Jan 12 07:18:07 CEPH-21 kernel: [ 5908.778225] iSCSI Login negotiation failed.
Jan 12 07:18:08 CEPH-21 kernel: [ 5909.539265] iSCSI Login negotiation failed.
Jan 12 07:18:10 CEPH-21 kernel: [ 5911.812193] iSCSI Login negotiation failed.
Jan 12 07:18:11 CEPH-21 kernel: [ 5912.572627] iSCSI Login negotiation failed.
Jan 12 07:18:13 CEPH-21 kernel: [ 5914.851804] iSCSI Login negotiation failed.
Jan 12 07:18:14 CEPH-21 kernel: [ 5915.610926] iSCSI Login negotiation failed.
Jan 12 07:18:16 CEPH-21 kernel: [ 5917.890604] iSCSI Login negotiation failed.
Jan 12 07:18:17 CEPH-21 kernel: [ 5918.653059] iSCSI Login negotiation failed.
Jan 12 07:18:19 CEPH-21 kernel: [ 5920.928162] iSCSI Login negotiation failed.
Jan 12 07:18:19 CEPH-21 kernel: [ 5920.958762] iSCSI Login negotiation failed.
Jan 12 07:18:19 CEPH-21 kernel: [ 5920.962447] iSCSI Login negotiation failed.
Jan 12 07:18:20 CEPH-21 kernel: [ 5921.688569] iSCSI Login negotiation failed.
Jan 12 07:18:22 CEPH-21 kernel: [ 5923.959686] iSCSI Login negotiation failed.

Also this about gluster:

 

12/01/2020 07:35:51 INFO GlusterFS mount attempt

12/01/2020 07:35:21 INFO GlusterFS mount attempt

12/01/2020 07:34:51 INFO GlusterFS mount attempt

12/01/2020 07:34:21 INFO GlusterFS mount attempt

12/01/2020 07:33:51 INFO GlusterFS mount attempt

12/01/2020 07:33:21 INFO GlusterFS mount attempt

Looks like iscsi configuration is gone from files?

We have tried to restart petasan-iscsi service but problem persists.

any help appreciated !

Hi Wailer,

Can you provide some additional details of your setup.

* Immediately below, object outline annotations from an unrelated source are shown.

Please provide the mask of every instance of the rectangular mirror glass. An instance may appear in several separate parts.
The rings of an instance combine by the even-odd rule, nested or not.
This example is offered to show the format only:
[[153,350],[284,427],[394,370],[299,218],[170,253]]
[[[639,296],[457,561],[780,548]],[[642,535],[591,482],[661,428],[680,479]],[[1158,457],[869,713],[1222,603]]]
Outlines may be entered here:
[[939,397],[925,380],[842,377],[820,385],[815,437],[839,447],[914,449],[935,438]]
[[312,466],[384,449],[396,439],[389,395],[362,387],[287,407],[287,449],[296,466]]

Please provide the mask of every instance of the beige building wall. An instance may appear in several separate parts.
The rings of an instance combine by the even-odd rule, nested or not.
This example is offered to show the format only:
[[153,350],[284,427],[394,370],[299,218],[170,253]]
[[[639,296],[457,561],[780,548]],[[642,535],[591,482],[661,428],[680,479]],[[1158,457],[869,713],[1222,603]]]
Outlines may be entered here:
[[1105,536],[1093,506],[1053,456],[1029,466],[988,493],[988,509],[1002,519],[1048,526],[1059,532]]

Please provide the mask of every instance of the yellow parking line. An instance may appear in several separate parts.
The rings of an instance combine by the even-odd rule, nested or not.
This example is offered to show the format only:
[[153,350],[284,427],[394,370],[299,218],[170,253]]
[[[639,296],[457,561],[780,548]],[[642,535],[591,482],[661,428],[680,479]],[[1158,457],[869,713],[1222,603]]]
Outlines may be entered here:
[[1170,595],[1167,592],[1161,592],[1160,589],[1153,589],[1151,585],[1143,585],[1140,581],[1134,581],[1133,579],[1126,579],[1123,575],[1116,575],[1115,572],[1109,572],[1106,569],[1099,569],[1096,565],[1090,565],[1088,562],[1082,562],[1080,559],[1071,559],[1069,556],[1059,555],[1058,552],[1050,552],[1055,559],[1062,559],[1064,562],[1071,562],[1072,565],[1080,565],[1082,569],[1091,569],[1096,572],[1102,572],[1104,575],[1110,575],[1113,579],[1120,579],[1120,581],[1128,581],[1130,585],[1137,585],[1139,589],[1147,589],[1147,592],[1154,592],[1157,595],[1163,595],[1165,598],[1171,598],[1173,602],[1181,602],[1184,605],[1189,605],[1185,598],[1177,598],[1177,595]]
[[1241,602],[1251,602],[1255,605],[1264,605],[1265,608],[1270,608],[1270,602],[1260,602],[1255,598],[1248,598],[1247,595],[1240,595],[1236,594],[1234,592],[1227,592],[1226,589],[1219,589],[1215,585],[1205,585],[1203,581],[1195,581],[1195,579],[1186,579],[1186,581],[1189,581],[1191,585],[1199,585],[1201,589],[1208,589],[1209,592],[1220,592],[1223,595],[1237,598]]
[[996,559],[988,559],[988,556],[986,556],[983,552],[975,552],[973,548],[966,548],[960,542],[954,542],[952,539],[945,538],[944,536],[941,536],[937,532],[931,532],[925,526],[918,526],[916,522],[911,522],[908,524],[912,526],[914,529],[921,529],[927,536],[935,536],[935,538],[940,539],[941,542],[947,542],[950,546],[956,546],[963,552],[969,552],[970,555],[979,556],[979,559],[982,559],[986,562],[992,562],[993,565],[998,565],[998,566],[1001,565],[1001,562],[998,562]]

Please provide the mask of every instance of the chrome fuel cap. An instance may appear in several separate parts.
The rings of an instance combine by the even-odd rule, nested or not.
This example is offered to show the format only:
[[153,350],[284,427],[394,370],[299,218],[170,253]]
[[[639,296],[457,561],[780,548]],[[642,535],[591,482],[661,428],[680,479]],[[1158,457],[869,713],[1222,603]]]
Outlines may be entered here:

What version of PetaSAN, how many nodes/OSD/journals?

I am using 2.4.0   . 3 nodes, 15 OSD's per node .

It looks like detaching and reataching disk solved the issue. Any idea how this could happen? It's kinda scary...

Thanks!

Glad it is working now.

Did you "replace" all nodes or did you mean you "upgraded" them via installer/online ?

If you did a "replace", can you give more detail on how that was done: all at once/one by one/ what was the cluster state when this was happening + also why did you need to replace them all ?

Well, in fact, we replaced management nodes and OSD's 1 by 1 because we were changing the system disk to different size.

We set the "no out flag" during all the process , and the cluster was healthy on each change.

Thanks!

 

There is a step missing in the instructions, when you change a mon with storage you must set the weight for each osd on that mon to zero and let the cluster move all data before you no out flag and replace the node. This is important or it can take a long time for the node to actually be healthy.